List current default kernel:

[root@o184 ~]# grubby --default-kernel
/boot/vmlinuz-4.1.12-124.18.6.el7uek.x86_64

Set another kernel to boot:

[root@o184 ~]# grubby --set-default /boot/vmlinuz-4.1.12-112.16.4.el7uek.x86_64
[root@o184 ~]# grubby --default-kernel
/boot/vmlinuz-4.1.12-112.16.4.el7uek.x86_64

List current settings of the grub2 menuentry:

[root@o184 ~]# grubby --info /boot/vmlinuz-4.1.12-112.16.4.el7uek.x86_64
index=1
kernel=/boot/vmlinuz-4.1.12-112.16.4.el7uek.x86_64
args="ro net.ifnames=0 biosdevname=0 crashkernel=auto rd.lvm.lv=ol/root rd.lvm.lv=ol/swap rhgb quiet numa=off transparent_hugepage=never"
root=/dev/mapper/ol-root
initrd=/boot/initramfs-4.1.12-112.16.4.el7uek.x86_64.img
title=Oracle Linux Server (4.1.12-112.16.4.el7uek.x86_64 with Unbreakable Enterprise Kernel) 7.5

Grubby also facilitates making changes to the arguments of the kernel.
For example, if you want to change the setting ‘numa=off’ to ‘numa=on’, you can remove the argument:

[root@o184 ~]# grubby --update-kernel /boot/vmlinuz-4.1.12-112.16.4.el7uek.x86_64 --remove-args="numa=off"
[root@o184 ~]# grubby --info /boot/vmlinuz-4.1.12-112.16.4.el7uek.x86_64 | grep ^args
args="ro net.ifnames=0 biosdevname=0 crashkernel=auto rd.lvm.lv=ol/root rd.lvm.lv=ol/swap rhgb quiet transparent_hugepage=never"

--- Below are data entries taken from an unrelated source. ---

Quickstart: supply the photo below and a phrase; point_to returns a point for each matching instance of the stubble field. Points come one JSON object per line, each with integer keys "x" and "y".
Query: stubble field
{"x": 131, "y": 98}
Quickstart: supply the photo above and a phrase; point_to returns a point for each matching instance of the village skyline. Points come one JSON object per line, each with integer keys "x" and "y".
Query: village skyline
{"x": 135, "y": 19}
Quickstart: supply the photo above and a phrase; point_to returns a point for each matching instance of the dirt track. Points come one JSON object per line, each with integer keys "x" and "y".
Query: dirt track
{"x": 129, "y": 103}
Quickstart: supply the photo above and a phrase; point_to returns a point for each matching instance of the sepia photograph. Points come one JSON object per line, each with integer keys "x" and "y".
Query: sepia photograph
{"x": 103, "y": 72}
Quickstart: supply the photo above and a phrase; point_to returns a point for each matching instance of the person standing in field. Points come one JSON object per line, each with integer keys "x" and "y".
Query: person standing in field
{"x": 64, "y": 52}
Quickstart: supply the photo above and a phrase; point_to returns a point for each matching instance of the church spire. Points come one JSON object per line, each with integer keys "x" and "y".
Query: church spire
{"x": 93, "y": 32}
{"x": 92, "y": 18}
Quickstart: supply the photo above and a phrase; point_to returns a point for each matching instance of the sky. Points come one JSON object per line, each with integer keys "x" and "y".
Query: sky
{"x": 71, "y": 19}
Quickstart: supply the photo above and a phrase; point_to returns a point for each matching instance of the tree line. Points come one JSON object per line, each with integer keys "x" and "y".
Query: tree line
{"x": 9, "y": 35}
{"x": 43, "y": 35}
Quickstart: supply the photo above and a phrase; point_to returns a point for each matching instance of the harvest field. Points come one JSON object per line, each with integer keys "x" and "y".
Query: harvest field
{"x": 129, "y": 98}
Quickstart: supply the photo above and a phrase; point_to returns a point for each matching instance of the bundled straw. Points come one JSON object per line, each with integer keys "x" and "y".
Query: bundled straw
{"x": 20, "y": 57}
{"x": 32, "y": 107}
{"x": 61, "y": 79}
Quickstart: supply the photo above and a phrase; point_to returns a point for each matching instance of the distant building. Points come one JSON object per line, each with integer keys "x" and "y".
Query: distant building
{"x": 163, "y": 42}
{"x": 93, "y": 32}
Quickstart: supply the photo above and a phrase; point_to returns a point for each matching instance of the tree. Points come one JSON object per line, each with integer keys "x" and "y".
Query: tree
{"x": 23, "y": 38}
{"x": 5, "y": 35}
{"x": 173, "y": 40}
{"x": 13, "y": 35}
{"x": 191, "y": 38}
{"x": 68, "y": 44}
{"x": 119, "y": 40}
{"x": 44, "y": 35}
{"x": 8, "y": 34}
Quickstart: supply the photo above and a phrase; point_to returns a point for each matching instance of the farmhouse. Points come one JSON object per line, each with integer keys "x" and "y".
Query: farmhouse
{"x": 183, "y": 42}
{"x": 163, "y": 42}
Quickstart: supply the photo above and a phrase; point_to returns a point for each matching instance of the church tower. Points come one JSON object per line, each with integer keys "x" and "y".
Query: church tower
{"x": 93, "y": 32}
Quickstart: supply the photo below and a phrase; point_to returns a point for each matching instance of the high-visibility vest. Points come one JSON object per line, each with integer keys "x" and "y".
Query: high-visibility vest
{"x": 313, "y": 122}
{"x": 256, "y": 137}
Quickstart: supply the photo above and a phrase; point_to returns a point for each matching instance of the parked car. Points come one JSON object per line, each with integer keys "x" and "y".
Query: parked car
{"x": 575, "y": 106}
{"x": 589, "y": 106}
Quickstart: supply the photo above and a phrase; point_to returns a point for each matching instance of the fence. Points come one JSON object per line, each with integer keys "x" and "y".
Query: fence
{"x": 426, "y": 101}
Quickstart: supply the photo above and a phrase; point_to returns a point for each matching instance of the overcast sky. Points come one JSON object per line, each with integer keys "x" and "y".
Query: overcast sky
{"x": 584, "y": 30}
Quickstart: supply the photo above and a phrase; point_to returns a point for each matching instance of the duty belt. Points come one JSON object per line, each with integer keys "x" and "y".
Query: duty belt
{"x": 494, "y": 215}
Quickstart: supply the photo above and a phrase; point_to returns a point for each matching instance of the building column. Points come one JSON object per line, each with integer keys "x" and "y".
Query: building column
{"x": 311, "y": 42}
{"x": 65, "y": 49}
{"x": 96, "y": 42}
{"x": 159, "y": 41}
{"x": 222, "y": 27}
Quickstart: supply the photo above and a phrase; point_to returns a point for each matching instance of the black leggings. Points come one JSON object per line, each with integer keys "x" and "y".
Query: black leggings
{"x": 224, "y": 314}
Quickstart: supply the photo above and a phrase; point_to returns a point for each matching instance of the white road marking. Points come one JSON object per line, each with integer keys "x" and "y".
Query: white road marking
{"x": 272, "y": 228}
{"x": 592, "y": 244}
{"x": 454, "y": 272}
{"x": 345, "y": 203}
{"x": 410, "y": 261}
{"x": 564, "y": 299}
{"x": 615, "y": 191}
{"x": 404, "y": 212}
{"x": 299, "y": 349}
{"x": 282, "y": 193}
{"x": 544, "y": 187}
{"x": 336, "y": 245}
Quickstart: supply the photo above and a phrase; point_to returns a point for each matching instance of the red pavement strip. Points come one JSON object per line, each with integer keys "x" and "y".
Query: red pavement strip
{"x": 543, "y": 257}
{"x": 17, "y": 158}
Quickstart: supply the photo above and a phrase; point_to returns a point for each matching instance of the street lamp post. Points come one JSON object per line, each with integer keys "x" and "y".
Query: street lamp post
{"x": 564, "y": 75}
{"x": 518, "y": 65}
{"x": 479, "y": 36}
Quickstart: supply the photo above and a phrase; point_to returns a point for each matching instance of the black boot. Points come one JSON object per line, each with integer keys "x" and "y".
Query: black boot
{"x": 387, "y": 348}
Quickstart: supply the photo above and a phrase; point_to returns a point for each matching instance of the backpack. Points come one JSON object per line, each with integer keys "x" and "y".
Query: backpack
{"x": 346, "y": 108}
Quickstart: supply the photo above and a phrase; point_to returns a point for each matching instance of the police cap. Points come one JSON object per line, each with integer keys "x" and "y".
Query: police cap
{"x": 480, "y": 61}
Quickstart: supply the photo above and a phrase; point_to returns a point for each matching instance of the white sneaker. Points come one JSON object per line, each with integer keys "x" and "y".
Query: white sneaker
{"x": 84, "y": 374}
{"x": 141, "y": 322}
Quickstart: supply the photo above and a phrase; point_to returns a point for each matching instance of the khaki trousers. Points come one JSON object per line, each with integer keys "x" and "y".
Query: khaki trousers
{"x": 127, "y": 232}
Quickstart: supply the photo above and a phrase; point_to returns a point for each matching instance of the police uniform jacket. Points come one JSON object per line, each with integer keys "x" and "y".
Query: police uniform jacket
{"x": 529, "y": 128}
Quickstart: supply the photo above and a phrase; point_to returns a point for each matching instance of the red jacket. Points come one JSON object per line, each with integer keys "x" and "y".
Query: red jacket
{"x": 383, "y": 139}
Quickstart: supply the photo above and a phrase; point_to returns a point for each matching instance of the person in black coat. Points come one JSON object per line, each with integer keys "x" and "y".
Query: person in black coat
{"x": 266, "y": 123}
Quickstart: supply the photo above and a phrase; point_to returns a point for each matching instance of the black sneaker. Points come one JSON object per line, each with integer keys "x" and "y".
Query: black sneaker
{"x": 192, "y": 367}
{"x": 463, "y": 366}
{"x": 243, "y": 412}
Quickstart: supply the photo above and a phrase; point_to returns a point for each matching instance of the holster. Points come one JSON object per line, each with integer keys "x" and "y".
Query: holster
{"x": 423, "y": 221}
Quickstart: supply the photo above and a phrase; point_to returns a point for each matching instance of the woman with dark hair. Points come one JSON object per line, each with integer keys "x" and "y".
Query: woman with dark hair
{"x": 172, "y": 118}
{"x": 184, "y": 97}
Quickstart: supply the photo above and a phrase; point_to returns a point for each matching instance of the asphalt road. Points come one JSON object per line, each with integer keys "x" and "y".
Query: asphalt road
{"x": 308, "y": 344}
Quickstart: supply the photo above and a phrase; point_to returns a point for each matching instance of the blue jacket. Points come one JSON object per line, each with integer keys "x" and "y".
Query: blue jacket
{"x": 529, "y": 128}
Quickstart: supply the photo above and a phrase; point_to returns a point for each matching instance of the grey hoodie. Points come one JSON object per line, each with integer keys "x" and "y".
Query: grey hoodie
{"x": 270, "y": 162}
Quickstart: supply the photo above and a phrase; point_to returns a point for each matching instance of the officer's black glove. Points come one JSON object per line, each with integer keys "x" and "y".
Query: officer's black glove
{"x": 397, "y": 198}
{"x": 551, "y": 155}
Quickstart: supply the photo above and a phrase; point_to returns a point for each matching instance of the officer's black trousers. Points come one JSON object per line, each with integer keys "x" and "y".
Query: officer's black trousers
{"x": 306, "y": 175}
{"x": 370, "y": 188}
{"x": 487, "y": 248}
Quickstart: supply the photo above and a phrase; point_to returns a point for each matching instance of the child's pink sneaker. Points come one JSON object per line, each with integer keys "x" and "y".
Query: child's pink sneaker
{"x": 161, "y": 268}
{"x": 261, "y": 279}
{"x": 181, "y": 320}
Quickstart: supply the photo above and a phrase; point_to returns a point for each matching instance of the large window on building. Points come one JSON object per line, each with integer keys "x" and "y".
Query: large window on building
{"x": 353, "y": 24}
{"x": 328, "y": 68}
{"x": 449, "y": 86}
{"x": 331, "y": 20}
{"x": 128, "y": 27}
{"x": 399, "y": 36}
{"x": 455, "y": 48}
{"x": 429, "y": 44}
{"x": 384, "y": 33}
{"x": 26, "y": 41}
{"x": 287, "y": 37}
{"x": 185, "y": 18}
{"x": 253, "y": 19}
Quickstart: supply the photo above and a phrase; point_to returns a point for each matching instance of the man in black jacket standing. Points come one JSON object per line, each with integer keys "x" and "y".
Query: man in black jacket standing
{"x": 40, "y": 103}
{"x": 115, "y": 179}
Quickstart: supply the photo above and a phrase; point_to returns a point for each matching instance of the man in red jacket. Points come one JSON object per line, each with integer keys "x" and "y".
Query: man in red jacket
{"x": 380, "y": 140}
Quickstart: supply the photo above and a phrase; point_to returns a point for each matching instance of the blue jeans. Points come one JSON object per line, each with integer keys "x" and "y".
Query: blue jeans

And then add it with the correct argument:

[root@o184 ~]# grubby --update-kernel /boot/vmlinuz-4.1.12-112.16.4.el7uek.x86_64 --args="numa=on"
[root@o184 ~]# grubby --info /boot/vmlinuz-4.1.12-112.16.4.el7uek.x86_64 | grep ^args
args="ro net.ifnames=0 biosdevname=0 crashkernel=auto rd.lvm.lv=ol/root rd.lvm.lv=ol/swap rhgb quiet transparent_hugepage=never numa=on"

Grubby makes it easy to list and manage the grub2 boot loader settings, and also easily be used in scripts.